Und Herbert kam zu mir und spritzte schon beim Eindringen.

„Schlaf jetzt, mein Lieber, den Rest mach ich mir heute selbst!“

Damit begann ich, meinen Kitzler neben Herberts noch steifem Glied zu kneten. Herbert schlief sofort ein, und ich war bei meinem Orgasmus wohl auch schon eingeschlafen.

Am Morgen fanden wir uns noch in derselben Lage wieder, und obwohl wir eigentlich viel zu wenig geschlafen hatten, fühlten wir uns frisch wie neugeboren.

So begann eine wunderbare Freundschaft und Liebe, allerdings immer unter der Unsicherheit, ob sich Herbert nicht für seine Lieblingscousine Karin entscheiden würde.

Ich schlief jetzt an den Wochenenden meistens mit Herbert im Haus seiner Mutter, und sie behandelte mich ganz lieb wie eine zukünftige Schwiegertochter. Es kam die Kunde aus Frankfurt, daß Karin einen neuen Freund habe, Johann, genannt Hans oder Hansi, in den sie irrsinnig verknallt war. Es wurde verabredet, daß die beiden Silvester nach Ohlstedt kämen und wir alle zusammen das Neue Jahr feiern. Weihnachten waren Herbert und ich bei unseren Müttern. Ich erzählte ihr von dem lieben Herbert, aber meine Mutter wollte wieder einmal nichts von meinen Liebesproblemen hören; sie war mir noch — oder wieder — böse, daß ich mich von Dieter hatte scheiden lassen — „wegen so einer Lappalie, wenn Dieter manchmal am Nachmittag — das muß doch eine Frau wie du aushalten!“ Jetzt auf einmal „eine Frau wie du“! Und daß ich bei Ingwer nicht angebissen hatte, war natürlich auch nicht richtig.

Silvester lernten wir also Karins Hans kennen, und er war Herbert und mir auf den ersten Blick unsympathisch — überhaupt und weil er alsbald anfing, sich mit schmierigen Komplimenten an mich heranzuschleimen.

„Da kann Herbert ja glücklich sein mit einer so gut gebauten Frau!“

Er sagte wirklich „gut gebaut“ statt „schön“ oder „charmant“ oder meinetwegen „sportlich“!

„Glotz mich nicht immer so an“, mußte ich ihm am Neujahrsnachmittag schließlich sagen, „deine Karin ist doch viel schlanker und schöner als ich!“

Was wirklich stimmte.

Jedenfalls gab Karin dem Hans noch in Ohlstedt den Laufpaß, er fuhr mit seinem Auto nach Frankfurt, und wir hatten unsere Ruhe. Und Karin sah in mir Herberts Zukünftige; sie machte gar keinen traurigen Eindruck deshalb, vielmehr war sie erleichtert, den Hans losgeworden zu sein.

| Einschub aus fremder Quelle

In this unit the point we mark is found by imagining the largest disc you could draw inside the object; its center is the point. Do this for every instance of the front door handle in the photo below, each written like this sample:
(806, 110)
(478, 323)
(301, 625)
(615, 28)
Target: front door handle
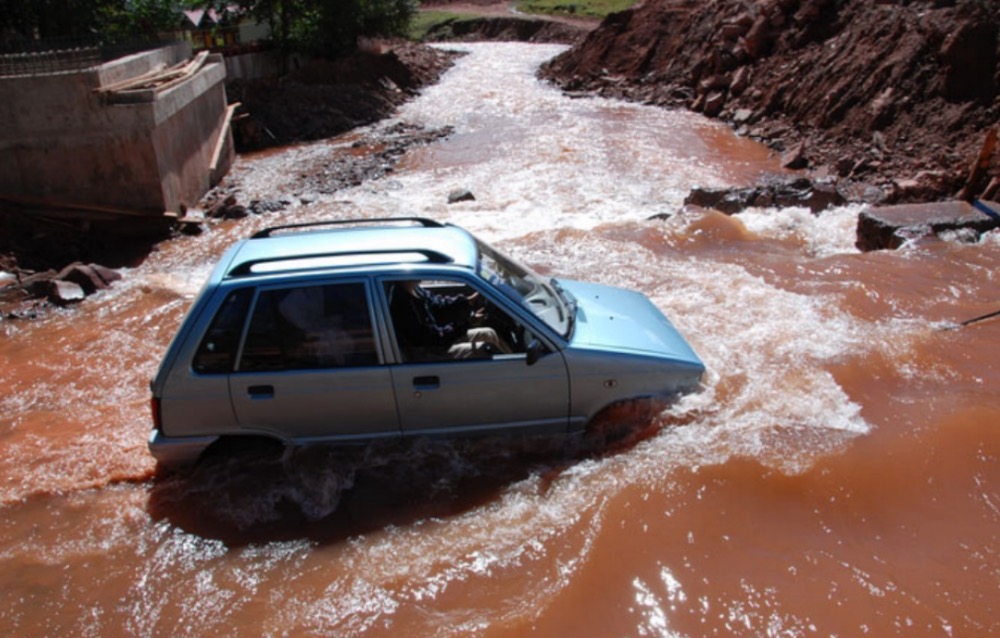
(426, 383)
(261, 391)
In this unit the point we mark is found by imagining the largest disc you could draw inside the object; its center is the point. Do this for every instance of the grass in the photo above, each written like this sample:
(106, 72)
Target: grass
(576, 8)
(424, 21)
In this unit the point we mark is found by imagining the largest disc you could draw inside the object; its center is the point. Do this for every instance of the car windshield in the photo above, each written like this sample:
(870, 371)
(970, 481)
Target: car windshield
(546, 299)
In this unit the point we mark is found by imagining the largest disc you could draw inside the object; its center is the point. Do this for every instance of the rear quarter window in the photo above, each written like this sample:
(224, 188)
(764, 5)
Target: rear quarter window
(216, 353)
(310, 327)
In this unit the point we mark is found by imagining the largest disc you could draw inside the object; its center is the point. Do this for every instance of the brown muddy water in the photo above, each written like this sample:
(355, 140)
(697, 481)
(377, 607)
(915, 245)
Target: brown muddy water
(838, 475)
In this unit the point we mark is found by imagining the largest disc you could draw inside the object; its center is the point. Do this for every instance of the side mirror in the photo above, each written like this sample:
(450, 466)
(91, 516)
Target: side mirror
(534, 352)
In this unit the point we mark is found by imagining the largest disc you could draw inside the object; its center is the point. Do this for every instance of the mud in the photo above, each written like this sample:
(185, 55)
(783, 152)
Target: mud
(891, 97)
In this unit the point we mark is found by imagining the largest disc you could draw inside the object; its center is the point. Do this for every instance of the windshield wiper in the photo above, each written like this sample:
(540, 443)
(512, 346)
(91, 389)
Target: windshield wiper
(570, 303)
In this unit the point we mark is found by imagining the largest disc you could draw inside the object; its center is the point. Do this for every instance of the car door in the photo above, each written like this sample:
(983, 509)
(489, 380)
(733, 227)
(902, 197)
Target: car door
(441, 389)
(310, 367)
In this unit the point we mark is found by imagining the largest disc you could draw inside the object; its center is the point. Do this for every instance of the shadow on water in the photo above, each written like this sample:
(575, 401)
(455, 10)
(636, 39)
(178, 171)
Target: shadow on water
(328, 494)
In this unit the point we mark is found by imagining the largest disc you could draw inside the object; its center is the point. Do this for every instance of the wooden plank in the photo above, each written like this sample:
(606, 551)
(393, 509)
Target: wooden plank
(120, 84)
(221, 140)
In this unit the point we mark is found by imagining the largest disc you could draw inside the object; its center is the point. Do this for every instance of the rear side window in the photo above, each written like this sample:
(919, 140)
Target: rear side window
(217, 352)
(310, 327)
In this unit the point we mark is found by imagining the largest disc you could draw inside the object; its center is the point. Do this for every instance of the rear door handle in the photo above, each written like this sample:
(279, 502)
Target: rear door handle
(261, 391)
(426, 383)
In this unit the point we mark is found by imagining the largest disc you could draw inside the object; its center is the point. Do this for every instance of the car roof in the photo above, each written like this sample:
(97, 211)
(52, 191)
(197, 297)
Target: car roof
(351, 243)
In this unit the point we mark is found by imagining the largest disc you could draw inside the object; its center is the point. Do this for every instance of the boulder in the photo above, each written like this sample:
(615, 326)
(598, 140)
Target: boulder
(881, 227)
(816, 196)
(460, 195)
(64, 293)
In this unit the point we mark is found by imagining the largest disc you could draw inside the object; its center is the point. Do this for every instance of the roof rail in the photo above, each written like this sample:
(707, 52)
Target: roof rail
(307, 262)
(422, 221)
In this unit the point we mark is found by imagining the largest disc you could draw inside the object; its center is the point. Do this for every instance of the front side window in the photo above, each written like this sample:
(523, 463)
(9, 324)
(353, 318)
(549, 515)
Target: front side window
(447, 320)
(310, 327)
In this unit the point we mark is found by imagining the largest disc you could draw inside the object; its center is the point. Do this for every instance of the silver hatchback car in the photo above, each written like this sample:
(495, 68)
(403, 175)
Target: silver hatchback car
(341, 332)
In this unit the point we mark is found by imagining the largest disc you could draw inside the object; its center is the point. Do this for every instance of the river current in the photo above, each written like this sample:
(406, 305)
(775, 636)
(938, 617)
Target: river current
(838, 474)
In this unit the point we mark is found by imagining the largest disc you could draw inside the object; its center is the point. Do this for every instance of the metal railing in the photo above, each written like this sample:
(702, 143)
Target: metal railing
(62, 55)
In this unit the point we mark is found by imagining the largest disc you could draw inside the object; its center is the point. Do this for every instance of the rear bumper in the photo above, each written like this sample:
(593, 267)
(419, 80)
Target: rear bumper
(178, 451)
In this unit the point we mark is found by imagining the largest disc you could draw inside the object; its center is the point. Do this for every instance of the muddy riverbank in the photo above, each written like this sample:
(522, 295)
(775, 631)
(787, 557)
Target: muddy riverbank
(892, 98)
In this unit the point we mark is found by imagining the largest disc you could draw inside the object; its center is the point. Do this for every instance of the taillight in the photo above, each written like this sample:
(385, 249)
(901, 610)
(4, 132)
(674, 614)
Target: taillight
(154, 406)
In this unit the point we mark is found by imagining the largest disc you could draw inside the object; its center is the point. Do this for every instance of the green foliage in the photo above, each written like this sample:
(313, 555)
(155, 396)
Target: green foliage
(121, 21)
(338, 23)
(580, 8)
(424, 21)
(99, 20)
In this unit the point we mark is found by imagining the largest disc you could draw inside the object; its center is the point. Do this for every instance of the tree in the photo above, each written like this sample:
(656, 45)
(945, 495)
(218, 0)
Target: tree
(92, 20)
(327, 27)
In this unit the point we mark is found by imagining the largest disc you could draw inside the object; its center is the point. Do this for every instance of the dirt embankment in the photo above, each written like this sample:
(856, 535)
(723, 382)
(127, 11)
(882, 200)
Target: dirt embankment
(891, 97)
(323, 98)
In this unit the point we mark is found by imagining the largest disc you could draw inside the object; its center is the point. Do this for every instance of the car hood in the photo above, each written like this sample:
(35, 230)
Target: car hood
(620, 320)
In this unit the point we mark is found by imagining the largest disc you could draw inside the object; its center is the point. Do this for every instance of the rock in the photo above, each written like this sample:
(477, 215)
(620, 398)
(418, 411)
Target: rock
(460, 195)
(756, 40)
(970, 61)
(714, 103)
(84, 276)
(881, 227)
(37, 284)
(741, 80)
(795, 158)
(64, 293)
(742, 116)
(816, 196)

Nach den Feiertagen fuhr auch Karin zurück nach Frankfurt, und Herbert und ich führten unser Leben wie vorher weiter. Im März hatte Karin wieder einen Freund.

Sie brachte ihn an einem Wochenende nach Ohlstedt zum Vorstellen. Rainer war ein anderes Kaliber als Hans — sympathisch, zuvorkommend, korrekt; Assistent an der Uni — nur: er war neun Jahre jünger als Karin, und sie gestand mir, als wir einmal allein waren, daß es ihr vor allem seine jugendlich stürmischen Liebeskünste angetan hatten.

Als es im Mai warm geworden war, fragte ich Herbert:

„Ich hab dir doch von meinem ersten Erlebnis mit Rolf erzählt — und dann später mit Otto — ich glaube, von daher mache ich so gern Liebe in freier Natur — wollen wir nicht auch am Wochenende auf dieser Wiese –„

„Wo du mit Otto –„

„Genau!“

„Aber da sieht uns doch jeder?!“

„Ich war mit Otto all die Jahre oft da, und es ist nie jemand vorbeigekommen.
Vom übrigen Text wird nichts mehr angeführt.